Anything else is likely to lead to confusion and be counter-productive. If it is not based on public information, it will act as a disincentive to obtain appropriate advice, which is surely not what HMRC want. Would a taxpayer seek advice to confirm their view that a particular payment is a deductible revenue expense, say, if there were a risk the adviser may say they are aware of HMRC currently challenging the deductibility of a similar payment for another client and the acquisition of that - non-public - knowledge triggered a notification requirement? That would put advisers in a rather awkward spot too. It shouldn't be the case that providing full advice to a client, based on appropriate experience, leaves the client in a worse position than if they had not sought advice or had perhaps spoken to a less experienced adviser.
And if it is not based on taking a position contrary to a readily discernible HMRC "house view", it will be a capricious regime. HMRC is not a single being with a single view, any more than most law or accountancy firms are. Surely this can't require taxpayers to predict how their particular tax inspector (CCM) is going to view the position. But that also raises the question of what does it mean for HMRC to "challenge" a position.

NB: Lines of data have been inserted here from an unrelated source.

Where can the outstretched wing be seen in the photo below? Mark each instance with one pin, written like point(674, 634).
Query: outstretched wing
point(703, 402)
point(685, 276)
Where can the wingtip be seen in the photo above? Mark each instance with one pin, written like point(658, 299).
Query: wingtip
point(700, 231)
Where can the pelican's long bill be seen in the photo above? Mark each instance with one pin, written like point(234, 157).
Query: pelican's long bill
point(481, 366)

Is HMRC likely to challenge the position if you think your tax inspector (CCM) is likely to open an enquiry into it, albeit you expect that to be resolved in your favour once appropriate specialists get involved and all the facts come out? Or if you think it will be resolved in your favour once it goes through the appropriate HMRC governance boards? Or if you think that having taken advice from Counsel, and considered their Litigation and Settlement Strategy, HMRC will accept your position? Is it only a "challenge" if, having gone through all of that, HMRC would be prepared to litigate?
If we are to have this regime then the notification triggers will need to be clearly defined in legislation and based on objectively discernible facts, available to all, and not on the basis of predicting how one or more specific individuals may behave.